Uploaded image for project: 'Hadoop YARN'
  1. Hadoop YARN
  2. YARN-3606

Spark container fails to launch if spark-assembly.jar file has different timestamp



    • Bug
    • Status: Open
    • Minor
    • Resolution: Unresolved
    • 2.6.0
    • None
    • yarn
    • None
    • YARN 2.6.0
      Spark 1.3.1


      In a YARN cluster, when submitting a Spark job, the Spark job will fail to run because YARN fails to launch containers on the other nodes (not the node where the job submission took place).

      YARN checks for similar spark-assembly.jar file by looking at the timestamps. This check will fail when the spark-assembly.jar is the same but copied to the location at different time.
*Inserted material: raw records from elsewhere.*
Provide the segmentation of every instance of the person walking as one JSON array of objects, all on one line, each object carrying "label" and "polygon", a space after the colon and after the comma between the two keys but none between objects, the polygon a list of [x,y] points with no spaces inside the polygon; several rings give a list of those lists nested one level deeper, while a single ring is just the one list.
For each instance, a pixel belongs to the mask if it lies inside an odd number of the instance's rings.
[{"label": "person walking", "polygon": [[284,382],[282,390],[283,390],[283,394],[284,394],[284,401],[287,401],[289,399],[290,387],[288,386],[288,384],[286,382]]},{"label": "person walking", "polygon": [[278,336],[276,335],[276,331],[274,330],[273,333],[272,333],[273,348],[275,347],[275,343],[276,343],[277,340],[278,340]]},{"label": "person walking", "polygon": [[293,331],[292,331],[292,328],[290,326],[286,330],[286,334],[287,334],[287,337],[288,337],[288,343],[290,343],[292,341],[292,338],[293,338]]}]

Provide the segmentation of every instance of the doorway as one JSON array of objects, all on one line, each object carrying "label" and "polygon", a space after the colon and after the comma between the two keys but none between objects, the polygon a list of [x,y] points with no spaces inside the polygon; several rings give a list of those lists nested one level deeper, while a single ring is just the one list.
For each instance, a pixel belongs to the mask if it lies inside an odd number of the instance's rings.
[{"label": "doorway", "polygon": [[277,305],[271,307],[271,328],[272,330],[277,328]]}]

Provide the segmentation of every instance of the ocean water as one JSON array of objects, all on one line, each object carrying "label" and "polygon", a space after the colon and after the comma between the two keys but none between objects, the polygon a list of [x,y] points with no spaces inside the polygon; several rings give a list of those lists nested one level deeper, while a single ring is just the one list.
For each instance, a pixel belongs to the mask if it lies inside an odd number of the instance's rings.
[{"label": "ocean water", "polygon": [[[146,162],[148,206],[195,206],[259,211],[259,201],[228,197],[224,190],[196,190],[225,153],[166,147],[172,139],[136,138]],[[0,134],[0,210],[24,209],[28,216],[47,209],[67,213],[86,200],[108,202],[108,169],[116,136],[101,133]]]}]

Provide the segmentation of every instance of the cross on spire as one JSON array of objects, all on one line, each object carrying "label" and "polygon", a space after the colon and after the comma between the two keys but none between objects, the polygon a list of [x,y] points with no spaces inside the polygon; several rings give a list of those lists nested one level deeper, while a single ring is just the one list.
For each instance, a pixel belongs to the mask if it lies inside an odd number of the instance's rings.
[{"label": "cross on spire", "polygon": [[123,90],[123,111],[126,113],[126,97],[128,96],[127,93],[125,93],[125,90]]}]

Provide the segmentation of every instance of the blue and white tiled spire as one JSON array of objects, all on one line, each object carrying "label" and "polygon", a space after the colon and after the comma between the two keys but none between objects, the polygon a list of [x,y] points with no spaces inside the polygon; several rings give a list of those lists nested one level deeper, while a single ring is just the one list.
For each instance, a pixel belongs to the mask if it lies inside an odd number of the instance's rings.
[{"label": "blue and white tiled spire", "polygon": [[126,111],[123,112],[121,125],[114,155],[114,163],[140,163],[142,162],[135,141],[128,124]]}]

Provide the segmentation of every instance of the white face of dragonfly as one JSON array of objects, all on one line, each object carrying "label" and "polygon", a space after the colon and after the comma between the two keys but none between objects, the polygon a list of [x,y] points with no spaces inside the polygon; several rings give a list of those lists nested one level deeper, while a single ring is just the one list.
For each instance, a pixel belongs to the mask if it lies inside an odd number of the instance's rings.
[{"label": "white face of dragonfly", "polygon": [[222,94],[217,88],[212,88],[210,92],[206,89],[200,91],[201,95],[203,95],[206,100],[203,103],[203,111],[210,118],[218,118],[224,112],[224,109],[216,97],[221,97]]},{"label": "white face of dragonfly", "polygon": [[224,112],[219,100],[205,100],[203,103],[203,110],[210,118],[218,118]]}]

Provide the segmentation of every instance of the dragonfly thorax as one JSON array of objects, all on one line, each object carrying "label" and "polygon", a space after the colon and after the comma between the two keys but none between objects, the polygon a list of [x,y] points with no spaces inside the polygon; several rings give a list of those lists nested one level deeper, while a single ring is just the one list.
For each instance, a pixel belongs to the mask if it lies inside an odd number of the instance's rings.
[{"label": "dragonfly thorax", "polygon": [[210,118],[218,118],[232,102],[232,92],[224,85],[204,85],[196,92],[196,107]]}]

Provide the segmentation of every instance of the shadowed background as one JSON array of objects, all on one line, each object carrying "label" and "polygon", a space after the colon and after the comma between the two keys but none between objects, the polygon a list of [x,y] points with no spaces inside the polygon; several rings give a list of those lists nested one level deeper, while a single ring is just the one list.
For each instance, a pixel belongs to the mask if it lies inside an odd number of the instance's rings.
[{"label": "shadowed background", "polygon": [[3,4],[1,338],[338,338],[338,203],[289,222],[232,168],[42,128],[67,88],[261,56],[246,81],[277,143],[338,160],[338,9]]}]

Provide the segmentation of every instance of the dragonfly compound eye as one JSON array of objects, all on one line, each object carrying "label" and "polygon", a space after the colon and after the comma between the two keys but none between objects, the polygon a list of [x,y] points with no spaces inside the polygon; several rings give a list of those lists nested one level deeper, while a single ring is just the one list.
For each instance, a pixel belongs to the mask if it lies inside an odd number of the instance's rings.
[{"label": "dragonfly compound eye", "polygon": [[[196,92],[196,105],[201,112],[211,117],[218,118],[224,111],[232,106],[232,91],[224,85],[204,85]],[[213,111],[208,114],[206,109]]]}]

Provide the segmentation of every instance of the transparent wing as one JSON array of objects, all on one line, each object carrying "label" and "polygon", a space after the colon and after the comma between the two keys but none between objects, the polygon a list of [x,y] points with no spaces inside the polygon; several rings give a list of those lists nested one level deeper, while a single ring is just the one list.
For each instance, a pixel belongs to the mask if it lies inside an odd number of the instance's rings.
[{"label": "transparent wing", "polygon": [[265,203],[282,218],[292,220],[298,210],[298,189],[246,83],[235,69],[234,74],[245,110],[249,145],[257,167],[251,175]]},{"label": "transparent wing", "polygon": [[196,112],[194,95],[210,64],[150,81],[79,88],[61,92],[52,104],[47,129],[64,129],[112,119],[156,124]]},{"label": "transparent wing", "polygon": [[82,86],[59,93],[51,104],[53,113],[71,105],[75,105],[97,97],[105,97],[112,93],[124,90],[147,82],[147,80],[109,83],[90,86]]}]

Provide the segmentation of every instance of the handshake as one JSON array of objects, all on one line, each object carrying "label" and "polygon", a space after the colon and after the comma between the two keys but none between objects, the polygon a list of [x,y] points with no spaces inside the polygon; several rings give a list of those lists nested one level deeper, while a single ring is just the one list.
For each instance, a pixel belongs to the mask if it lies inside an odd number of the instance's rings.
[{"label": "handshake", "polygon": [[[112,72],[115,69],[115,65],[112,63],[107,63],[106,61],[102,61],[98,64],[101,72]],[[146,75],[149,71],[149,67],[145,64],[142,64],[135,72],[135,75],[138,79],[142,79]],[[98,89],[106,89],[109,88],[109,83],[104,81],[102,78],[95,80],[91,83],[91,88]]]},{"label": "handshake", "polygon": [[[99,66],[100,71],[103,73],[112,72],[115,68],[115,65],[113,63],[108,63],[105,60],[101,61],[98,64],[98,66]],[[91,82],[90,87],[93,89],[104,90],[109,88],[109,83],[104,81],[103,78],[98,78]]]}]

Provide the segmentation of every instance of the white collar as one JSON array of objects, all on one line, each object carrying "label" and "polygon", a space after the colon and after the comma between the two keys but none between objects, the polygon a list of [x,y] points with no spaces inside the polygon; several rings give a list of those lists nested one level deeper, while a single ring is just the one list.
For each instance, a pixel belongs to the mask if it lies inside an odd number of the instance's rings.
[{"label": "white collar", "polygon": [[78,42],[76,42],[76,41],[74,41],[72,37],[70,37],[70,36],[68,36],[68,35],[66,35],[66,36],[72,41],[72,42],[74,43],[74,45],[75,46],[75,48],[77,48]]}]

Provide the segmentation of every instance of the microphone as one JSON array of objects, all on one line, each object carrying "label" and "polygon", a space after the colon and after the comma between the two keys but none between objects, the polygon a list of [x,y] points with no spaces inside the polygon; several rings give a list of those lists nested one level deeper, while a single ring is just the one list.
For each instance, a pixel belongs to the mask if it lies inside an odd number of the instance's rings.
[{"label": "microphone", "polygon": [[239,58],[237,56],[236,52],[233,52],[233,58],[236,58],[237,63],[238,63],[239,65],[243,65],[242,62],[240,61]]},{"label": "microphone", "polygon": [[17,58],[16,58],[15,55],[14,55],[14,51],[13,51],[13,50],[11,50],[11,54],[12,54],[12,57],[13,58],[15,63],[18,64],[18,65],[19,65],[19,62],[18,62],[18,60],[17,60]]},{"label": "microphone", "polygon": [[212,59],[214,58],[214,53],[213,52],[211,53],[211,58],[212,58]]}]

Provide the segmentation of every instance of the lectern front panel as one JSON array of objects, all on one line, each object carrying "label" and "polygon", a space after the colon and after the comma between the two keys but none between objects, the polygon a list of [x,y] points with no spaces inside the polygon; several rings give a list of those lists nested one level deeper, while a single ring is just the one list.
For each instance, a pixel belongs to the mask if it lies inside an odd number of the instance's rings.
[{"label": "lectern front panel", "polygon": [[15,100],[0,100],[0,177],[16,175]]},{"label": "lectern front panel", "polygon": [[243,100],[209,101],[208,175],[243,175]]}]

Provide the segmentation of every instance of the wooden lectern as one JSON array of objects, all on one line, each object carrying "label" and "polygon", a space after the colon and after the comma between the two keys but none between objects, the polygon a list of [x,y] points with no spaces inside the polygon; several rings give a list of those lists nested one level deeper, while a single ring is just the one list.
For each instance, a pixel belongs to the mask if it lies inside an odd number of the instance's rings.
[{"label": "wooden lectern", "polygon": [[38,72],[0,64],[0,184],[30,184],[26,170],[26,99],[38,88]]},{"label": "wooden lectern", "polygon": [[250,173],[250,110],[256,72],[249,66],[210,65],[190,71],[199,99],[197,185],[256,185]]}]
      YARN throws this exception:

      15/05/07 20:13:22 INFO yarn.ExecutorRunnable: Setting up executor with commands: List(JAVA_HOME/bin/java, -server, -XX:OnOutOfMemoryError='kill %p', -Xms1024m, -Xmx1024m, -Djava.io.tmpdir=PWD/tmp, '-Dspark.driver.port=52357', -Dspark.yarn.app.container.log.dir=<LOG_DIR>, org.apache.spark.executor.CoarseGrainedExecutorBackend, --driver-url, akka.tcp://sparkDriver@xxx:52357/user/CoarseGrainedScheduler, --executor-id, 4, --hostname, xxx, --cores, 1, --app-id, application_1431047540996_0001, --user-class-path, file:$PWD/__app__.jar, 1>, <LOG_DIR>/stdout, 2>, <LOG_DIR>/stderr)
      15/05/07 20:13:22 INFO impl.ContainerManagementProtocolProxy: Opening proxy : xxx:34165
      15/05/07 20:13:27 INFO yarn.YarnAllocator: Completed container container_1431047540996_0001_02_000005 (state: COMPLETE, exit status: -1000)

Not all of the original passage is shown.